We are blessed
My friend J texted me earlier saying simply, “We are blessed.” I might add that we are blessed to know and feel that we are blessed. One can certainly be blessed and not feel very blessed, One can convince oneself that like Job in the Old Testament one is being punished, mistreated or misunderstood. There are many in this country who sincerely believe they are living in a country where their beliefs and, thus, they themselves are not respected. There are those whose lives seem to channel that of Job; lives filled with hardship and injustice.
When my friend J and I share that we feel blessed we are not talking about material goods although we have more than our share. We are not talking about physical health although we may have more of that than the average person our age. We are not talking about the absence of discomfort or concern. We are talking about the fact that most of the time we are able to face life on life’s terms which means we face and deal with discomfort or even pain without being so wrapped in it that we cannot experience light. We know that there are many individuals who are unable to see light when tragedy visits.
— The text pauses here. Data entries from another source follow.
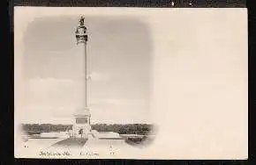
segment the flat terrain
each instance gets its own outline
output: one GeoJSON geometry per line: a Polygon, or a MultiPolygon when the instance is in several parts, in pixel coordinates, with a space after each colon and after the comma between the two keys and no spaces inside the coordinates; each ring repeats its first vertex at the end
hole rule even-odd
{"type": "Polygon", "coordinates": [[[66,140],[58,141],[52,145],[52,147],[82,147],[87,140],[81,139],[81,138],[68,138],[66,140]]]}

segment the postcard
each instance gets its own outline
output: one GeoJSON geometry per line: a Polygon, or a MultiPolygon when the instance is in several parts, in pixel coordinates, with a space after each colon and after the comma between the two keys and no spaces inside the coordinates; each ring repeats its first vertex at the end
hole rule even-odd
{"type": "Polygon", "coordinates": [[[14,8],[15,158],[246,159],[247,11],[14,8]]]}

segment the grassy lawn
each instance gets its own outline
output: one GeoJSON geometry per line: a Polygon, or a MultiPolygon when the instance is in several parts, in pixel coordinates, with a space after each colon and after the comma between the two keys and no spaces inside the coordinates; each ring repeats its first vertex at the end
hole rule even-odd
{"type": "Polygon", "coordinates": [[[82,147],[86,142],[87,141],[87,139],[81,138],[68,138],[66,140],[58,141],[52,145],[53,147],[82,147]]]}

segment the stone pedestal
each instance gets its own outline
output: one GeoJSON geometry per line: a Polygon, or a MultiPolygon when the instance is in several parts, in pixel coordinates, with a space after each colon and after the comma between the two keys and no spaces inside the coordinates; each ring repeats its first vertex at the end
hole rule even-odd
{"type": "Polygon", "coordinates": [[[87,108],[76,111],[72,128],[74,137],[87,138],[88,133],[91,133],[90,117],[87,108]]]}

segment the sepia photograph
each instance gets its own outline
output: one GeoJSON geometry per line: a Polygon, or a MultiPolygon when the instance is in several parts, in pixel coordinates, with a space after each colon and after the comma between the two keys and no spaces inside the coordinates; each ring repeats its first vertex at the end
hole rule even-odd
{"type": "Polygon", "coordinates": [[[243,9],[14,8],[15,157],[245,158],[246,28],[243,9]]]}

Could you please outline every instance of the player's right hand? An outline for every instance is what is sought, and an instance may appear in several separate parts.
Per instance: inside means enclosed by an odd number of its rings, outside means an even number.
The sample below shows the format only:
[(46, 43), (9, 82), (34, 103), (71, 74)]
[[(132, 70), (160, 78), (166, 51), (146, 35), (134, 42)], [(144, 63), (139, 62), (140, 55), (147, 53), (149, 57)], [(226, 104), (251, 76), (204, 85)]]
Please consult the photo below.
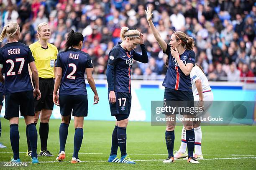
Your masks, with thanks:
[(152, 19), (152, 16), (153, 16), (153, 13), (151, 13), (152, 11), (152, 7), (149, 6), (147, 7), (147, 10), (145, 10), (145, 12), (146, 13), (147, 16), (147, 20), (148, 21), (150, 21)]
[(54, 104), (57, 106), (59, 106), (59, 95), (58, 94), (53, 94), (52, 100)]
[(34, 98), (36, 96), (37, 96), (36, 97), (36, 100), (38, 100), (41, 98), (41, 92), (39, 88), (36, 88), (34, 89)]
[(115, 103), (115, 94), (114, 91), (109, 92), (109, 101), (112, 104)]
Some have no peripheral vision. They can only see the center of the storm. It is not that they are unwilling to see with a wider lens. Their brain is unable to do so. We know, for example, that those who live with clinical depression experience life as static, without any color other than black, and having always been black. Then there are those who experience the world as either all dark or all light. For them there is never both light and darkness. When someone experiences the world through these lenses the past and the future are seen only through the current lens of light or darkness.
Even at the darkest moments my friend J and I know that there is light or there will soon be light We also know that we are not chosen to experience light because we are more deserving, better than, have worked harder or are special in any other way. When we say we are blessed we are acknowledging that we have a responsibility to use the energy of our blessings to lovingly care for others; to use our particular talents to do what may seem like more than our share.
In the New Testament, (Luke 12:48) it says, “For unto whomever much is given, of him much is required.” John F Kennedy worded it: “For of those to whom much is given much is required.”
What we able to give back may be as simple as the gift of the unidentified young man in uniform who knelt at the grave of Beau Biden while Beau’s father delivered his presidential inaugural address.
Often the act of bearing witness to the pain of others without joining their dark or even violent, angry reality is the post powerful way to share a blessing.
On this first Sunday of a new chapter in the history of the United States, we who are blessed may need to bear witness to the pain of those whose experience and view of the world is grounded in the ugly hatred of racism, sexism and other symptoms of fear. We may struggle in exploring a way to bear witness which is not feeding the hatred but is also not so delusional as to appear to feed the myth that responding to hate with more hate and violence is going to bring peace.
We who are blessed to see light where others see darkness would do well to share the light with as much quiet humility and gratitude as did the person in uniform kneeling at the grave of Beau Biden. We who are blessed must share the courage of Amanda Gorman, the wise, strong poet.